American scholar seeks digitalisation of African languages for AI era

Tope Templer Olaiya

As artificial intelligence (AI) and Natural Language Processing (NLP) technologies continue redefining communication worldwide, a critical concern is the near-total absence of African languages in these rapidly advancing digital tools.

From voice assistants to automated translation services, billions of users interact with AI-powered systems daily. Yet, the vast majority of African languages remain digitally invisible, posing serious threats to linguistic diversity and long-term technological inclusion.

In a bid to address this growing disparity, the Department of Linguistics at Nnamdi Azikiwe University (UNIZIK), Awka, recently hosted a guest lecture by Dr. Raphael Osarense Iyamu, a Nigerian-trained computational linguist and a leading voice in the documentation and digitization of under-resourced languages.

The event under the university’s Corpus Linguistics course explored the theme: “Documenting African Languages for NLP: Challenges and Opportunities.”

“Language is power,” Dr. Iyamu told the attentive audience of students and faculty. “And in the age of AI, languages that are not digitally represented risk being left behind, not just culturally, but economically and socially.”

Dr. Iyamu, who hails from Benin City, obtained his Bachelor’s and Master’s degrees in Linguistics from the University of Benin before earning a Ph.D. in Linguistics from the University of Florida. Now a researcher in the Machine Learning for Endangered Languages (MELD) Lab in the U.S., he has built a career that bridges traditional linguistic fieldwork with modern AI applications. His expertise spans data annotation, machine learning, Python programming, SQL database design, and developing NLP tools specifically for African languages, making him one of a growing but rare class of computational linguists focused on Africa’s linguistic future.

The Benin-born Linguist has focused on linguistic fieldwork, language documentation, data annotation, and the creation of NLP tools for languages that lack extensive digital resources and has been an integral part of the Machine Learning for Endangered Languages (MELD) lab at the University of Florida. While we were glad to hear his talk detailing the technical, ethical, and logistical complexities of creating corpora and linguistic tools for African languages, many of which are rich in oral tradition but scarce in digital data, the best we could ever get from these japa’d researchers are things like guest lecture and the likes. Drawing from ongoing NLP projects across the continent, he offered strategies for data collection, annotation, and model development, while emphasizing the need for interdisciplinary collaboration and community involvement. Today, Iyamu stands at the intersection of language preservation and cutting-edge machine learning. His work includes linguistic fieldwork, the annotation of under-resourced languages, and the development of NLP tools designed for languages that lack digital representation.

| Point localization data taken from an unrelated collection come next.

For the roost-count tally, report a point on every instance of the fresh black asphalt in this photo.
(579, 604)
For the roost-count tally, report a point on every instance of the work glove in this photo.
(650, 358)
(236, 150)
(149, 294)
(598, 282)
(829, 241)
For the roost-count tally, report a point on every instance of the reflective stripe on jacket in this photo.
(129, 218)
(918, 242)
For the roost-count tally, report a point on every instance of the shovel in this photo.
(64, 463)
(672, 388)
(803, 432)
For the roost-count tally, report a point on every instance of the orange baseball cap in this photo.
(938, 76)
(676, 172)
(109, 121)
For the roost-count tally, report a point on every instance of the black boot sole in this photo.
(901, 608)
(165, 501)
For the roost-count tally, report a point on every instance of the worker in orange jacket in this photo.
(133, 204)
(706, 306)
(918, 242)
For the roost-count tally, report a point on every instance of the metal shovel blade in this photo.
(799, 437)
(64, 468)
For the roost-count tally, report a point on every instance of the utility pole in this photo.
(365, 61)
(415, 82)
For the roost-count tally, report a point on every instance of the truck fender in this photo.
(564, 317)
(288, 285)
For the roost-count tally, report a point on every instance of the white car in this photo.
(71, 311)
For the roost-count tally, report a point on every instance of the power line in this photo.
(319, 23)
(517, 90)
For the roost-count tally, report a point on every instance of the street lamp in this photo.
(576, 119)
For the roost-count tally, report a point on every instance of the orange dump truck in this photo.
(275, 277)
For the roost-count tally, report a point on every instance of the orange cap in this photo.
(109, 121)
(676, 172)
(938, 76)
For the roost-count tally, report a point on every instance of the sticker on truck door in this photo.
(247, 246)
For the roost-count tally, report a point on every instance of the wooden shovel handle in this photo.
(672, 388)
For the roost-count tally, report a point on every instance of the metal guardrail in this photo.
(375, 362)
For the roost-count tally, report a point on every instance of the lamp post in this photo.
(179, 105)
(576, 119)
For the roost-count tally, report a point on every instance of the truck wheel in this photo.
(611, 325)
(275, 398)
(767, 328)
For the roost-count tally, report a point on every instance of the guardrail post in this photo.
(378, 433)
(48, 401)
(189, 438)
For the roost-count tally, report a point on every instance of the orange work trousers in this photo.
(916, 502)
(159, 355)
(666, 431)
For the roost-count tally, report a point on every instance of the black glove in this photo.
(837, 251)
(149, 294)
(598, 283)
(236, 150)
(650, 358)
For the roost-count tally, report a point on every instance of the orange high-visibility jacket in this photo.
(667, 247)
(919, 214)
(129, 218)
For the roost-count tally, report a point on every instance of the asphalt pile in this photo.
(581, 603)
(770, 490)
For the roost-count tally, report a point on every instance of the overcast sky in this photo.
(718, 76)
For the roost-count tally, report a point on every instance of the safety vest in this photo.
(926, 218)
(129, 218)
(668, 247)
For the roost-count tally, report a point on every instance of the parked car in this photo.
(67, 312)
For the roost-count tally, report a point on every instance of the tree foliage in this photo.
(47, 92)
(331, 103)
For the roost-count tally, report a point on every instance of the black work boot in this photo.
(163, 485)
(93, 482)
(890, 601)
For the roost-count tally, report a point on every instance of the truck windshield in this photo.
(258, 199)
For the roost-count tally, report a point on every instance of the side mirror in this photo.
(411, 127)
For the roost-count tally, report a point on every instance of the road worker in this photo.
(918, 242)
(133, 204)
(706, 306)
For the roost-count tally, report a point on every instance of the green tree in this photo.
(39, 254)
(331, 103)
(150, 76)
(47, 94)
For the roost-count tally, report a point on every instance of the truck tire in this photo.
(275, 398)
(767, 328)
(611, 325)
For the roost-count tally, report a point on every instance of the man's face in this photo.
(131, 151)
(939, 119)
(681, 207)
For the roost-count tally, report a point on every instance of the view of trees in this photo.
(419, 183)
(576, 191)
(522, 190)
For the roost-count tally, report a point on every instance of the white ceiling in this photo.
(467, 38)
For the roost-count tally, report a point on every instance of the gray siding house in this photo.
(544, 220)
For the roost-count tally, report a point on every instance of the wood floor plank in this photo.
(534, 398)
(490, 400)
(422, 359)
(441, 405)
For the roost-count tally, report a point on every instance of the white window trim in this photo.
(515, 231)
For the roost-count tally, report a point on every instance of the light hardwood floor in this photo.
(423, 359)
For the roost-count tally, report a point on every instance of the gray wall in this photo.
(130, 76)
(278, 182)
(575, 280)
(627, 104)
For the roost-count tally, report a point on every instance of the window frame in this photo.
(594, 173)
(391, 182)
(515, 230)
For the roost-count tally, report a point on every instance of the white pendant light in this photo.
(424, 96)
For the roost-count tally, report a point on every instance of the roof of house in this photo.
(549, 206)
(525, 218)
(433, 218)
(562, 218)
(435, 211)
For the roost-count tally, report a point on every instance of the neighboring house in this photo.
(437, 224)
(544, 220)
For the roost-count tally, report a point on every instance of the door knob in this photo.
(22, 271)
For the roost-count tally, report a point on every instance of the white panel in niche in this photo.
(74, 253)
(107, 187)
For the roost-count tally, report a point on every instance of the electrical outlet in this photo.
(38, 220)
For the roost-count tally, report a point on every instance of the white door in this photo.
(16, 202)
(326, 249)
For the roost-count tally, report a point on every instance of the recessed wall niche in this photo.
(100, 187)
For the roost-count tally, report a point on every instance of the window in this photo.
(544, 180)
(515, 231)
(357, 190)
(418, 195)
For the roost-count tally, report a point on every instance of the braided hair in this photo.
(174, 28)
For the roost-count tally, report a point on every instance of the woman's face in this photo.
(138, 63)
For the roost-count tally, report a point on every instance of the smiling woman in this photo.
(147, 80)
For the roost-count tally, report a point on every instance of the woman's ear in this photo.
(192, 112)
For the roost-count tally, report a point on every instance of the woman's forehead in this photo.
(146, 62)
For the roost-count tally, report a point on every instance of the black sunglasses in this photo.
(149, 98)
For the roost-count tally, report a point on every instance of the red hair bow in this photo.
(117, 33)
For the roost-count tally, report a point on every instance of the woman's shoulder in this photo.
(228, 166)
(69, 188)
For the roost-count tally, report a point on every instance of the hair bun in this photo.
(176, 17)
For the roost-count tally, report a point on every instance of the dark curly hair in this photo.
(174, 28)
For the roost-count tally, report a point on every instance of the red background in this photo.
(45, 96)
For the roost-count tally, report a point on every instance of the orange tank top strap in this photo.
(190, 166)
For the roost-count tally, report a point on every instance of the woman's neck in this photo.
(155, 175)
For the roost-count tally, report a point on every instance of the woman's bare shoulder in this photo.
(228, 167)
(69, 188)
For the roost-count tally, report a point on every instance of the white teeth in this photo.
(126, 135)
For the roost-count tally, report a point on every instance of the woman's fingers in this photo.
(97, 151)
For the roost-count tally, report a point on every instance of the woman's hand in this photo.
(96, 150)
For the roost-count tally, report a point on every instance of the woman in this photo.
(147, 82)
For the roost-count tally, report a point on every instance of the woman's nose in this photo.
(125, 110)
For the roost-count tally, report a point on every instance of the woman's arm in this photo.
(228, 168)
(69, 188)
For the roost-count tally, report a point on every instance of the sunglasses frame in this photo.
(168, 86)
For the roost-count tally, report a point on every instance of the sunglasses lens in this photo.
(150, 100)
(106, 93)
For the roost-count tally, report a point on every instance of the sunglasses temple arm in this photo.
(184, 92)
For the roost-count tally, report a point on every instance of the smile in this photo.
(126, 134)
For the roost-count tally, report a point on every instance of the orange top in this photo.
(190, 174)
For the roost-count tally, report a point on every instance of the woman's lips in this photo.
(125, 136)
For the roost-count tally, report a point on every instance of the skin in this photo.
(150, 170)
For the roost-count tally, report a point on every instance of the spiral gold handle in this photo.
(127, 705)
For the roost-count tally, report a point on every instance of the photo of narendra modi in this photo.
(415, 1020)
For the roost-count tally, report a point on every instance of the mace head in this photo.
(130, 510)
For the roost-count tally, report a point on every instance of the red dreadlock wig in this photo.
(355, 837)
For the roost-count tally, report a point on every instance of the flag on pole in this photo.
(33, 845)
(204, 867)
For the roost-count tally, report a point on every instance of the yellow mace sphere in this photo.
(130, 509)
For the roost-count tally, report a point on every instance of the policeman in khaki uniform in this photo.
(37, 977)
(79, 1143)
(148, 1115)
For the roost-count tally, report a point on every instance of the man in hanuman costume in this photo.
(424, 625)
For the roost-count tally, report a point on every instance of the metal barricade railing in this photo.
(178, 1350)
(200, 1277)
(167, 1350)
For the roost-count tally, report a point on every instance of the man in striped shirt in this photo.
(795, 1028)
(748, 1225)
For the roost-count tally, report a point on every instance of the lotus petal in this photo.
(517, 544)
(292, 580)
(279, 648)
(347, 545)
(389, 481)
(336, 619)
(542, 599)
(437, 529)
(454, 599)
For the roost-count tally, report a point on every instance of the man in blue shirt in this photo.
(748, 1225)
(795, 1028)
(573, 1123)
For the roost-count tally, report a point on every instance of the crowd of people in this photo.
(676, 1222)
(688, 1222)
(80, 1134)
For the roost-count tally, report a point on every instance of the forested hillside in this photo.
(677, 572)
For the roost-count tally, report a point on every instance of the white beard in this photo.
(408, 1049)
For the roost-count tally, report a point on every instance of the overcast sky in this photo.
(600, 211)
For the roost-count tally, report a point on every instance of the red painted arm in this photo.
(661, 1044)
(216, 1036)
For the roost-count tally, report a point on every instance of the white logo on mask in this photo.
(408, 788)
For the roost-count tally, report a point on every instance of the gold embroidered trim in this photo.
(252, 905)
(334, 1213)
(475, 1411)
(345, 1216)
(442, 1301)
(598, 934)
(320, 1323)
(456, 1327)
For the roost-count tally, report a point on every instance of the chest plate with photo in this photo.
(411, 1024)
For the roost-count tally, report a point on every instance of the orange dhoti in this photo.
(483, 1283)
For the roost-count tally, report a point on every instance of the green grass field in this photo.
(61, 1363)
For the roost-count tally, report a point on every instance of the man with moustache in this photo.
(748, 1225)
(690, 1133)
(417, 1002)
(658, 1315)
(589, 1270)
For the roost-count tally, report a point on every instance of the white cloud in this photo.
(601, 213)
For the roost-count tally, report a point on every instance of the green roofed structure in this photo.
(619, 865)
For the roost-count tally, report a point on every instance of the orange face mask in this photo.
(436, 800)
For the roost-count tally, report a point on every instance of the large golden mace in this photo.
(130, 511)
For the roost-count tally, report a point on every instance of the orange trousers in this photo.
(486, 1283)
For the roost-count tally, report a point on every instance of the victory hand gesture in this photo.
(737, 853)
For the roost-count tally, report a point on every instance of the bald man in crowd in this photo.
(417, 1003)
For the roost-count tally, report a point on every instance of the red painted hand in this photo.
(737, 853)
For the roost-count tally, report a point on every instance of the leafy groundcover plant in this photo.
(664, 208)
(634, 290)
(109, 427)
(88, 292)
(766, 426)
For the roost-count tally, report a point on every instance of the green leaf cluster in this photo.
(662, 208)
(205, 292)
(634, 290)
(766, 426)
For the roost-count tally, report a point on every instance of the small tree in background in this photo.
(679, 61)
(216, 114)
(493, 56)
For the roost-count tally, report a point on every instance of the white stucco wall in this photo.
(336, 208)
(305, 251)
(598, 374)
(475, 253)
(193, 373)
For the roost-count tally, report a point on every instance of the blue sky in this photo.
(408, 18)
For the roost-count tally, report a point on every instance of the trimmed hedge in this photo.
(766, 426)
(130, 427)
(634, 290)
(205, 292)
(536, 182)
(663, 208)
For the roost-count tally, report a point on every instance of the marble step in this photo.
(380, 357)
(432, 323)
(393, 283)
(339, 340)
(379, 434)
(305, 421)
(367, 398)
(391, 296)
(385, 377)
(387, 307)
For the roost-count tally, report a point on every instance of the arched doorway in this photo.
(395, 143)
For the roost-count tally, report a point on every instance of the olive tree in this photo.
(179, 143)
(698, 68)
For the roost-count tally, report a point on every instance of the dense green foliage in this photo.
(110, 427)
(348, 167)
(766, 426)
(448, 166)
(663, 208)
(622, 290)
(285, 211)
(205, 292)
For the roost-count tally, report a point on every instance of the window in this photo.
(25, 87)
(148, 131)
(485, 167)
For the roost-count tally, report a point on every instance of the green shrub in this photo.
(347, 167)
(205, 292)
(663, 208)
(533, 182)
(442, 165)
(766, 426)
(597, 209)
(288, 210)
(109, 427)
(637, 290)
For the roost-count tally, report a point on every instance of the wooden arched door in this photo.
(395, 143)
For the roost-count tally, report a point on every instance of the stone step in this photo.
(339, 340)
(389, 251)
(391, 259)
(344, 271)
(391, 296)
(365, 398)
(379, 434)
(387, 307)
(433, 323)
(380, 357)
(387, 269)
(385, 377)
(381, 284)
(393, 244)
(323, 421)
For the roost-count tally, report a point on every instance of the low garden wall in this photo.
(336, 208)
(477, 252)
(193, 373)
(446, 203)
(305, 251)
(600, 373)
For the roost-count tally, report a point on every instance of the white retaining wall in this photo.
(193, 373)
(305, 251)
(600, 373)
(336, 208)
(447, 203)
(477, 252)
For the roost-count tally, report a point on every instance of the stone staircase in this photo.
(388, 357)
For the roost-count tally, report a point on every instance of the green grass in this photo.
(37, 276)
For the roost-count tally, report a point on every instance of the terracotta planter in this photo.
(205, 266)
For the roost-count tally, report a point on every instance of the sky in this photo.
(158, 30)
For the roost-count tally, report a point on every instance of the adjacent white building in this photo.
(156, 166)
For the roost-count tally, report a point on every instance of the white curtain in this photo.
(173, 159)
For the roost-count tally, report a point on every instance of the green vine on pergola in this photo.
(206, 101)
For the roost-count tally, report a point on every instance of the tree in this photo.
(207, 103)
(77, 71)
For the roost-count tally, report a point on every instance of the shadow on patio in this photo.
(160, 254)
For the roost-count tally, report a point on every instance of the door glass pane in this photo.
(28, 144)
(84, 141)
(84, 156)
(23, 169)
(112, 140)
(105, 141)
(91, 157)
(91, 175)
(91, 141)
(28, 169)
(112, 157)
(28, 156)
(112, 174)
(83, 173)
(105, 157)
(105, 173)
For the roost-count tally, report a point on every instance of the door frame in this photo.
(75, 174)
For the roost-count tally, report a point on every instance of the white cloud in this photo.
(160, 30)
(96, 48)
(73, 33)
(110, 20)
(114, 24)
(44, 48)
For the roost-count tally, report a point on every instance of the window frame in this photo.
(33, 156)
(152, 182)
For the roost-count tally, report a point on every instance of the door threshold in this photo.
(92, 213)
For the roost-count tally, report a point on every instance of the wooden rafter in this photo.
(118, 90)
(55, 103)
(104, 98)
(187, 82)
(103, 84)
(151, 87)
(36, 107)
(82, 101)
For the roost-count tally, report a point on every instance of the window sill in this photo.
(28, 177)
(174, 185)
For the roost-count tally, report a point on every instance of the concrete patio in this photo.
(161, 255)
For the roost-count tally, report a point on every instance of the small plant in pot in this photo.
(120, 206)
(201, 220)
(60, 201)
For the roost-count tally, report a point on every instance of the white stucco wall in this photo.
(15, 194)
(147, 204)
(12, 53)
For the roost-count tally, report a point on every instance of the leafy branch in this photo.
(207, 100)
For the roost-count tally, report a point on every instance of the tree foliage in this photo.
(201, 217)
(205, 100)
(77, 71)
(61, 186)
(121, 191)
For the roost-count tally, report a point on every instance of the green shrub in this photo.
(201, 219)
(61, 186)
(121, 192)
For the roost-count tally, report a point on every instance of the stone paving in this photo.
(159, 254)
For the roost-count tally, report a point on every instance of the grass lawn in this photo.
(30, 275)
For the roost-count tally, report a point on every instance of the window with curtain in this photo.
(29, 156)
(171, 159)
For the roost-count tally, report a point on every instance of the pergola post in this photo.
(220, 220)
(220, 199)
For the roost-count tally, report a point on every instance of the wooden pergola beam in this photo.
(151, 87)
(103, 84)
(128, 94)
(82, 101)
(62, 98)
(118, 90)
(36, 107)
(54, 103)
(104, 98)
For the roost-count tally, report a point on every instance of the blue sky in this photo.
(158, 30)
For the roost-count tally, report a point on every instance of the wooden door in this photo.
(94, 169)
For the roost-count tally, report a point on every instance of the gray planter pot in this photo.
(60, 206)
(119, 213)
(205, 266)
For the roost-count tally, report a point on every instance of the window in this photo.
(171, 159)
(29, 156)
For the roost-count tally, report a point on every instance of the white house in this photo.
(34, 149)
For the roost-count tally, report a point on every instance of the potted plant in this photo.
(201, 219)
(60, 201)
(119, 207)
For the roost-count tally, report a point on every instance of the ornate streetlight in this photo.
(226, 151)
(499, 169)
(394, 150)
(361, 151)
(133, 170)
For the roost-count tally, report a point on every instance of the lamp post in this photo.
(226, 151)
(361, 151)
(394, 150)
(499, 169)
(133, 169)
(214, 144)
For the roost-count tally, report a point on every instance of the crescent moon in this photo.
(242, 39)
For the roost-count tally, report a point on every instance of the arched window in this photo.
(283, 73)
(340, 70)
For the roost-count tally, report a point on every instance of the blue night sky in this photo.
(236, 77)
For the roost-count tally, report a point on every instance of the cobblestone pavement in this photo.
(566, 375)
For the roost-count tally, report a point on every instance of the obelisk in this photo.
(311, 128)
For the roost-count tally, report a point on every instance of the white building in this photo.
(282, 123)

Thousands of miles away from Nigeria’s bustling towns and fading dialects, groundbreaking linguistic research is being conducted, not in Lagos, Awka, or Benin, but in American laboratories and university campuses. One of the brightest minds behind this work is Dr. Raphael Osarense Iyamu, a Benin City native and computational linguist whose research focuses on developing NLP tools for under-resourced African languages.

Ironically, while Nigeria remains one of the most linguistically diverse nations in the world, it is also among the most vulnerable to language extinction. Yet, the very experts trained in Nigeria to reverse this trend, like Dr. Iyamu, often find their futures abroad, absorbed into foreign institutions that offer stronger research funding, better collaboration, and more stable academic environments.

It’s a bitter paradox. At the same time our indigenous tongues teeter on the brink, our most qualified scholars are forced to make their mark elsewhere. The consequence is not just the loss of talent, but a cultural, economic, and technological setback that may take decades to recover from.
Still, there is a way forward.

With targeted investment in local NLP research hubs, robust funding for fieldwork, and strategic partnerships with diaspora scholars, Nigeria can begin to reverse this brain drain. The country has the potential to become a global leader in language-centered AI innovation, if only it chooses to back its talent.

We often protest the Benin Bronzes kept in British and German museums, held as relics of a plundered heritage. But today, we risk exporting a new kind of treasure, our scholars and innovators, leaving them to power foreign breakthroughs while Nigeria watches from the sidelines. Dr. Iyamu’s work could be Nigeria’s gift to the world. But will it be ours to keep?

The future must be one where Nigerian linguists, trained and supported at home, lead the way in shaping global AI models—using our languages, our data, and most importantly, our voices.